Disclaimer: If you recognize it, it's not mine.../sigh

Summary: We know how they've spent some of their immortal lives. But what were their lives like as everyday humans? A series of one-shots into the Cullen's human lives.


Edward

When I had been human, my thoughts had all been turned to that of a soldier's glory. The Great War had raged through most of my adolescence, and I'd only been nine months away from my eighteenth birthday when the influenza had struck...

--Midnight Sun, ©Stephenie Meyer


It had started like any other day. Edward Masen, Jr. had a routine, and very little swayed him from it. Rise at 6:30, breakfast with his parents at seven, then mathematics, history, and science lessons until 11:30. A break for lunch, then back to lessons—English and literature. At 2:30, he had afternoon tea with his mother, and then a piano lesson, which was the favorite part his day. He dined with his parents at six pm on the dot, then retired to the family room until 9. Then it was time for bed, and the routine would begin again the next morning.

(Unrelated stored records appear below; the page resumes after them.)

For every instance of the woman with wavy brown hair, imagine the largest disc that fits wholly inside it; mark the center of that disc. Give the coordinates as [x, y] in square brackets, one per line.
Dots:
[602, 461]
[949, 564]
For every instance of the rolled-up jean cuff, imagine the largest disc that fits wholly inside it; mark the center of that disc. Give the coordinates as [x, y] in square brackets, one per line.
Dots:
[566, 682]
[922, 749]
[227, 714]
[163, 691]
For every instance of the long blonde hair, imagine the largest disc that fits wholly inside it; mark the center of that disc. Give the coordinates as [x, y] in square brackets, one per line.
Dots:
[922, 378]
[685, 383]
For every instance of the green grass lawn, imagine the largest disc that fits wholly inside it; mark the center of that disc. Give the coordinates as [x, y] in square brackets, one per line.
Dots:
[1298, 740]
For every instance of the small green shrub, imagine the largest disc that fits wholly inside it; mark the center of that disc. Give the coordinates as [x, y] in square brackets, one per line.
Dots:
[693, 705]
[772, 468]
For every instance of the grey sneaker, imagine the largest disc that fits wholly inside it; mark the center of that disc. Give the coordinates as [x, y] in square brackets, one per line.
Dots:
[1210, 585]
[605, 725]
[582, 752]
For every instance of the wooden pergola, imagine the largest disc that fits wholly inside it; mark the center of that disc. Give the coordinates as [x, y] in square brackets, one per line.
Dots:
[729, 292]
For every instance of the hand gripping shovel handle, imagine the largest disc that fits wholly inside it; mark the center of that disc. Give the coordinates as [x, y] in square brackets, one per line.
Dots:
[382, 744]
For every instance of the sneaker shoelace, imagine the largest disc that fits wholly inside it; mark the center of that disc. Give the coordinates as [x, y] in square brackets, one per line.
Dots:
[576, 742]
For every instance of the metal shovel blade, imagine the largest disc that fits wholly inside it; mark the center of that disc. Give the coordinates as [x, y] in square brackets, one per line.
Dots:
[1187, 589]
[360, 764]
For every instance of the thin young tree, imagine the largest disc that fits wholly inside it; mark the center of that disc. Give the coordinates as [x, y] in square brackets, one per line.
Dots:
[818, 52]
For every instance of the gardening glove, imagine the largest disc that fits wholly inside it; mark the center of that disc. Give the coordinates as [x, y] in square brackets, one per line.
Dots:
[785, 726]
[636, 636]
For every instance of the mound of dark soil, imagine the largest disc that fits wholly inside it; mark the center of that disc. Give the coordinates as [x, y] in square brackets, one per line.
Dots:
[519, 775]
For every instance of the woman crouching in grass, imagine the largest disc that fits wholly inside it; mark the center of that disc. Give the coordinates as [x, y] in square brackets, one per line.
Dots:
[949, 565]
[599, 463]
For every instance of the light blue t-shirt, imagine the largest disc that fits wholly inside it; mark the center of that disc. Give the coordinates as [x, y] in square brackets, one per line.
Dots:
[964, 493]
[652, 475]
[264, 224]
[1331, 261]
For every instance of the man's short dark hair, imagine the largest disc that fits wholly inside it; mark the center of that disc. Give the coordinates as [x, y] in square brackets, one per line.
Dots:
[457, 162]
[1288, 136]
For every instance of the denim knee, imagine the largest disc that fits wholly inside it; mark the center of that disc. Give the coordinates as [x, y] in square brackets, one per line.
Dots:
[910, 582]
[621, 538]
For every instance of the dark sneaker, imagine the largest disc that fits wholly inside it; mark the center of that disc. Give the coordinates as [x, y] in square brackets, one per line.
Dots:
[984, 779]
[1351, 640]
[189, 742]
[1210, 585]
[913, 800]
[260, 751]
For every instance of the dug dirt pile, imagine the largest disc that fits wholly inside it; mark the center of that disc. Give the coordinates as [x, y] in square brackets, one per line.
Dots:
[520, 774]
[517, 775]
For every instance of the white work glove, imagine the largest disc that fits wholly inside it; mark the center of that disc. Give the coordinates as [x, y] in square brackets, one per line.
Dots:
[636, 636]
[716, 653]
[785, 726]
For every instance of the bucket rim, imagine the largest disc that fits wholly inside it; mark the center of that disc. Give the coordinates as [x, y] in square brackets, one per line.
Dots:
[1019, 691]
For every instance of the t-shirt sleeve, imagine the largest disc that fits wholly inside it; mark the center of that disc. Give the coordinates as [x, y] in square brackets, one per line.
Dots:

Edward had been content with this routine, content with his path in life until April 6, 1917—the day America declared war on Germany and threw itself into the Great War. He was only two months shy of his seventeenth birthday, and every day he watched his neighbors and friends enlist and go off to fight in the trenches for the glory and honor of their country. And oh, how he wished he was one of them. He brought the subject up numerous times, but Elizabeth Masen forbade it—over her dead body would her only child go off to war while he was under her roof. Edward tried to get his father's permission, but Edward Masen, Sr. would not go against his wife's wishes.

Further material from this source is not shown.